"Trasformare il funerale di un ragazzo in una esibizione di forza ed illegalità è inammissibile ed intollerabile" aveva scritto il senatore grillino. Su Facebook intimidazioni per lui e per i giornalisti che hanno descritto il corteo funebre vietato dalla questura per motivi di ordine pubblico
Messaggi via Facebook per i giornalisti e per il senatore che avevano denunciato i funerali show del rampollo di quartiere. Nell’epoca della multimedialità persino le minacce arrivano attraverso i social network: da un quartiere di Catania direttamente a Palazzo Madama.
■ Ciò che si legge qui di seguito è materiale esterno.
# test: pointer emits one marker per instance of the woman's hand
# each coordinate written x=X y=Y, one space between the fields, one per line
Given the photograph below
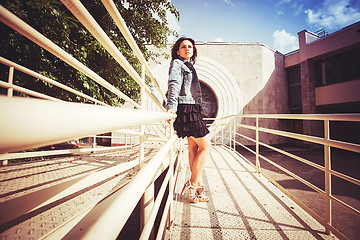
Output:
x=170 y=111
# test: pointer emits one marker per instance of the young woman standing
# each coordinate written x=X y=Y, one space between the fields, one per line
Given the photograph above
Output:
x=184 y=99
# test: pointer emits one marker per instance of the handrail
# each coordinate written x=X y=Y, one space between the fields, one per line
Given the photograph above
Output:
x=47 y=114
x=19 y=25
x=114 y=13
x=42 y=122
x=114 y=216
x=232 y=136
x=46 y=79
x=80 y=12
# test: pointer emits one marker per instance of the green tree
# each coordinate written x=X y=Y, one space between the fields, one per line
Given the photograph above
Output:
x=146 y=20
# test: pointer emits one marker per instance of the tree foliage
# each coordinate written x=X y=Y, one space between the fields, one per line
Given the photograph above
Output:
x=145 y=19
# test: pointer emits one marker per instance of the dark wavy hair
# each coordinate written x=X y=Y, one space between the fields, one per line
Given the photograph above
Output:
x=176 y=47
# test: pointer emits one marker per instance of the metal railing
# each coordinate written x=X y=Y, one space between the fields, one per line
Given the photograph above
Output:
x=30 y=123
x=230 y=135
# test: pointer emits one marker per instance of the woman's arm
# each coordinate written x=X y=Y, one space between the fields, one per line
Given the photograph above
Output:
x=174 y=85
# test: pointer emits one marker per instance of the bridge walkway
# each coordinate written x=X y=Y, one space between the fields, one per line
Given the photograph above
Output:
x=243 y=205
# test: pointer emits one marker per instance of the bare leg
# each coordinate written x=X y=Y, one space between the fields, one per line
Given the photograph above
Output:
x=203 y=148
x=193 y=149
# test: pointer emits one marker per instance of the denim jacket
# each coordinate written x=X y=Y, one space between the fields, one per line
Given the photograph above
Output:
x=183 y=85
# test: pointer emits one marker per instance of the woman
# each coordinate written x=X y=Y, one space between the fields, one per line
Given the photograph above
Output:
x=184 y=98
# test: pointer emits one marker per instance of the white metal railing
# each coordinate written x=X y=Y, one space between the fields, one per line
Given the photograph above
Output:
x=230 y=134
x=29 y=123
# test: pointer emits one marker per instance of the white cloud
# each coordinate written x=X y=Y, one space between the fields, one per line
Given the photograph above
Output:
x=229 y=2
x=284 y=42
x=173 y=24
x=333 y=14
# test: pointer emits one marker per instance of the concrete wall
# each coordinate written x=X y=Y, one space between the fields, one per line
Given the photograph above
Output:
x=247 y=78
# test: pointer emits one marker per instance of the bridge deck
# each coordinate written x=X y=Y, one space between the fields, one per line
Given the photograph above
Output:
x=242 y=206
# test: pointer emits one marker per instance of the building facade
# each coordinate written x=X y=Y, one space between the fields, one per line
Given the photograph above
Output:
x=322 y=76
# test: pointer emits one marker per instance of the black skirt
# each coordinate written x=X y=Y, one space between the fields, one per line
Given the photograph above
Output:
x=189 y=122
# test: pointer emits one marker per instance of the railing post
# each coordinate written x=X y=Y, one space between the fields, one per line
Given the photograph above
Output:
x=222 y=132
x=10 y=80
x=230 y=135
x=327 y=160
x=171 y=180
x=234 y=134
x=147 y=200
x=257 y=145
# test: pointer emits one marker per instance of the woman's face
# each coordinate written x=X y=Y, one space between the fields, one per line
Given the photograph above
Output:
x=186 y=50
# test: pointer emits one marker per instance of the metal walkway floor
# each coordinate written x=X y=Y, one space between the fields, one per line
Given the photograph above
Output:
x=242 y=205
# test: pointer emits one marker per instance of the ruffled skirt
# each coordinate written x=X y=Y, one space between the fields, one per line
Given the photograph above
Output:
x=189 y=122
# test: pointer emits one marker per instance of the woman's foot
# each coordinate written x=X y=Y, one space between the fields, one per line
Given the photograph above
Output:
x=201 y=194
x=192 y=196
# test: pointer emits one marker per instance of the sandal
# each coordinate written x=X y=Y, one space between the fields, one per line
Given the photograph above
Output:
x=193 y=198
x=201 y=194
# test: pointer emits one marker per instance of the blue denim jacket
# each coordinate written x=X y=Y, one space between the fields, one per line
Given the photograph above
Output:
x=182 y=88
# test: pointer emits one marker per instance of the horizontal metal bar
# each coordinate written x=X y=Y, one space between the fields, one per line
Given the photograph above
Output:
x=294 y=156
x=81 y=13
x=110 y=214
x=28 y=91
x=46 y=79
x=10 y=156
x=120 y=23
x=293 y=175
x=333 y=143
x=353 y=117
x=23 y=28
x=31 y=123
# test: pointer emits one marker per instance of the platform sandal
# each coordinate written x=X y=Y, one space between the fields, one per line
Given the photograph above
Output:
x=193 y=198
x=201 y=194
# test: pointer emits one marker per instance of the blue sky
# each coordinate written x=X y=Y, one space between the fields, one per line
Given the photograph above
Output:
x=273 y=22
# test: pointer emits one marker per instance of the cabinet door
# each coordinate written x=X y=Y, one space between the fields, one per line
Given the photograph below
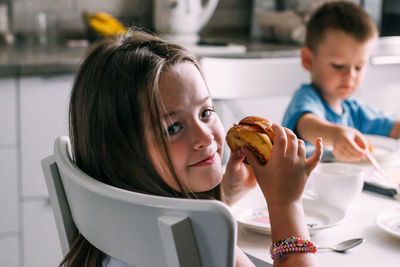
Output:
x=8 y=117
x=44 y=116
x=381 y=87
x=9 y=223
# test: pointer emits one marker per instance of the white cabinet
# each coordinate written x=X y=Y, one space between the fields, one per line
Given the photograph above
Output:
x=9 y=222
x=9 y=252
x=381 y=87
x=44 y=116
x=8 y=111
x=41 y=243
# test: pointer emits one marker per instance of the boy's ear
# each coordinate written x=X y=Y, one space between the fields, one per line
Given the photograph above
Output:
x=306 y=57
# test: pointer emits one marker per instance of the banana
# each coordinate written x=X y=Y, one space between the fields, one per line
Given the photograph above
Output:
x=104 y=23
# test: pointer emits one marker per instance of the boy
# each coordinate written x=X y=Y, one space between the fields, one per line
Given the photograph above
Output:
x=340 y=38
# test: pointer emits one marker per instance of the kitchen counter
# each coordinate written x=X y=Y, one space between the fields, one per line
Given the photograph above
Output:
x=30 y=60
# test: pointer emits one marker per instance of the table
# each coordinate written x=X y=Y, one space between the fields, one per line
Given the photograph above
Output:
x=379 y=248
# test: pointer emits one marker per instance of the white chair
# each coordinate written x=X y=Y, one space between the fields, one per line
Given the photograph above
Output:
x=140 y=229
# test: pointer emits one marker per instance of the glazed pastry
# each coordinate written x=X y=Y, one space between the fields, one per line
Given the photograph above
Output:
x=255 y=133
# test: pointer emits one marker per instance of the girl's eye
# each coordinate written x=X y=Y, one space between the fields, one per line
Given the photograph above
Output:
x=174 y=129
x=207 y=112
x=337 y=66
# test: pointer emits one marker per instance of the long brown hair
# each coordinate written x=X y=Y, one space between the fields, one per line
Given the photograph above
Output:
x=114 y=108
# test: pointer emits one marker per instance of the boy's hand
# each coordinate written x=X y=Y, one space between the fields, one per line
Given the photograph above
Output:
x=283 y=178
x=349 y=144
x=238 y=178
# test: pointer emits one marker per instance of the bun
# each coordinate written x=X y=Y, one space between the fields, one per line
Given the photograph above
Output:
x=255 y=133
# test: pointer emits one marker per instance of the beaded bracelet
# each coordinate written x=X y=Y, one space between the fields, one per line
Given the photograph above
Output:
x=281 y=248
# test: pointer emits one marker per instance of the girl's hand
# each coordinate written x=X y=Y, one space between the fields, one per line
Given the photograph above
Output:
x=283 y=178
x=238 y=178
x=349 y=144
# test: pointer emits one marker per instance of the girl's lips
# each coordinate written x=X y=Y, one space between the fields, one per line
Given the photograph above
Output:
x=205 y=162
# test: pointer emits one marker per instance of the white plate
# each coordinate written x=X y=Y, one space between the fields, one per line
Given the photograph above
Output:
x=384 y=148
x=389 y=221
x=318 y=216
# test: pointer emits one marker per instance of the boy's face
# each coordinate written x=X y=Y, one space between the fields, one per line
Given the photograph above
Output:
x=195 y=131
x=338 y=65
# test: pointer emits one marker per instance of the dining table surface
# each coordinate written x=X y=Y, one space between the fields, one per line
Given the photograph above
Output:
x=379 y=248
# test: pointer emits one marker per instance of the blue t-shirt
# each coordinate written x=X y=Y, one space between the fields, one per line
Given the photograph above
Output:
x=356 y=114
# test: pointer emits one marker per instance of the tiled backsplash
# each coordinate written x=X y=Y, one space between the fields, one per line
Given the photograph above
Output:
x=66 y=15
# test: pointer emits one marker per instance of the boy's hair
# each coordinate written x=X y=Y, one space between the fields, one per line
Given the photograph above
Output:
x=343 y=16
x=115 y=112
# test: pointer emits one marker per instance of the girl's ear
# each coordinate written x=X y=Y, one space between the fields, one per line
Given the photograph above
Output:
x=306 y=57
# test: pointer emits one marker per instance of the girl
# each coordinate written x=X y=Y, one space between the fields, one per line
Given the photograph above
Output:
x=142 y=119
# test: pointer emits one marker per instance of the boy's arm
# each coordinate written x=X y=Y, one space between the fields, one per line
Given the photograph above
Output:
x=348 y=143
x=395 y=132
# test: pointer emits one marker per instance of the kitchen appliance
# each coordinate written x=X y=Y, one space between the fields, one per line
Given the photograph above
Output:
x=181 y=20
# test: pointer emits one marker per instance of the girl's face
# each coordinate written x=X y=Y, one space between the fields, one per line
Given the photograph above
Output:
x=338 y=66
x=195 y=131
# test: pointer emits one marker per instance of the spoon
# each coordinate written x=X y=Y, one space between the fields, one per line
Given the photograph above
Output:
x=345 y=245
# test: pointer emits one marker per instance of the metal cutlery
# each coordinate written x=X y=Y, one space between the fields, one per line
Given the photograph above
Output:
x=344 y=246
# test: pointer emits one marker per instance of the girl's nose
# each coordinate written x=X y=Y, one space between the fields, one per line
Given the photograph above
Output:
x=202 y=136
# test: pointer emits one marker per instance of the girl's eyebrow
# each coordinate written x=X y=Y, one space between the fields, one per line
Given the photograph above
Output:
x=199 y=103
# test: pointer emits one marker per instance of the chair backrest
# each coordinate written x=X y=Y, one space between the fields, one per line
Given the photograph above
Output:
x=244 y=78
x=140 y=229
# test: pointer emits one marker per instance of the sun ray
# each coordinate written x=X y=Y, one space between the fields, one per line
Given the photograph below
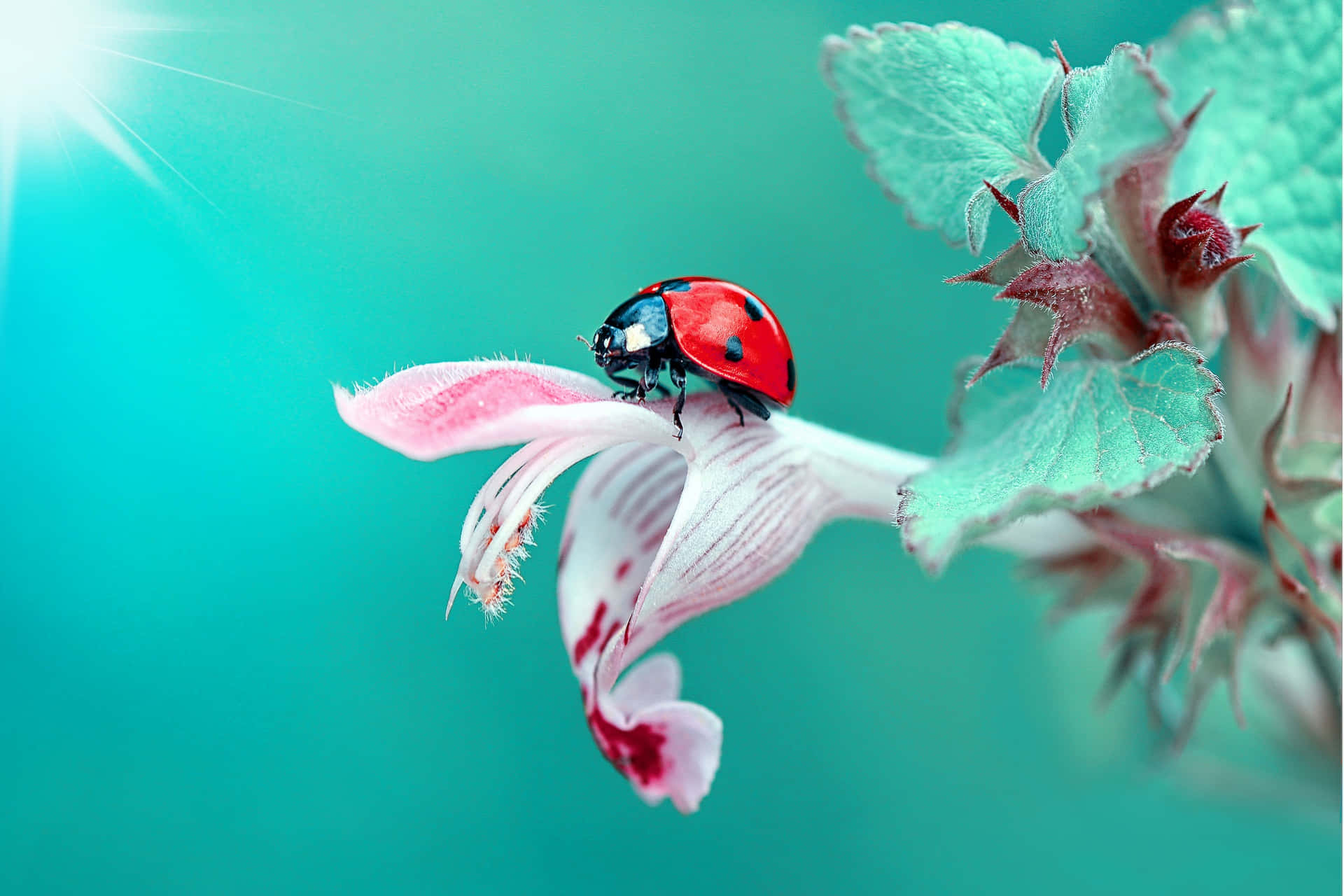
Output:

Il quartiere etneo è quello di San Leone dove venerdì scorso le saracinesche dei negozi erano state abbassate. Il motivo? La morte di Eugenio Ruscica, alias bananedda (dal padre soprannominato “banana”), il ragazzo di 16 anni morto in un incidente stradale venerdì scorso sempre a Catania. Il giovane appartiene alla famiglia omonima, molto nota nella zona, coinvolta nelle indagini sul clan mafioso dei Cursoti milanesi: è per questo motivo che i negozi del quartiere avevano abbassato le saracinesche in segno di rispetto, mentre i familiari di “bananedda” avevano organizzato funerali show.
Un corteo funebre di scooter con tanto di striscioni e magliette e persino uno spettacolo di fuochi artificiali. “Trasformare il funerale di un ragazzo in una esibizione di forza ed illegalità è inammissibile ed intollerabile. Catania non è una città sudamericana e noi non viviamo in un narcostato, ma in uno Stato di diritto. Una città civile non merita questo affronto”, era stata la denuncia di Mario Michele Giarrusso, senatore del Movimento 5 Stelle. E infatti la questura aveva alla fine vietato i funerali pubblici di Ruscica junior per motivi di ordine pubblico, consentendo solo una cerimonia privata. Risultato? Giarrusso e i giornalisti di livesicilia.it – che avevano raccontato la vicenda – sono finiti nel mirino dei Ruscica. “Nella notte tra Sabato e domenica scorsi, da un profilo Fb a nome Mario Pardo, mi sono giunte via messenger, le minacce che potete leggere nelle immagini che seguono. Domenica mattina, mi sono recato negli uffici della autorità giudiziaria competente ed ho proceduto a denunciare quanto accaduto, come avevo fatto il giorno prima per le minacce giunte dal profilo fb a nome Giuseppe Ruscica. Se qualcuno pensa che tutto questo possa intimidirmi oppure farmi desistere dalla mia azione politica, sta commettendo un grave, gravissimo errore”, scrive infatti sempre su facebook il senatore Giarrusso, allegando copia delle minacce.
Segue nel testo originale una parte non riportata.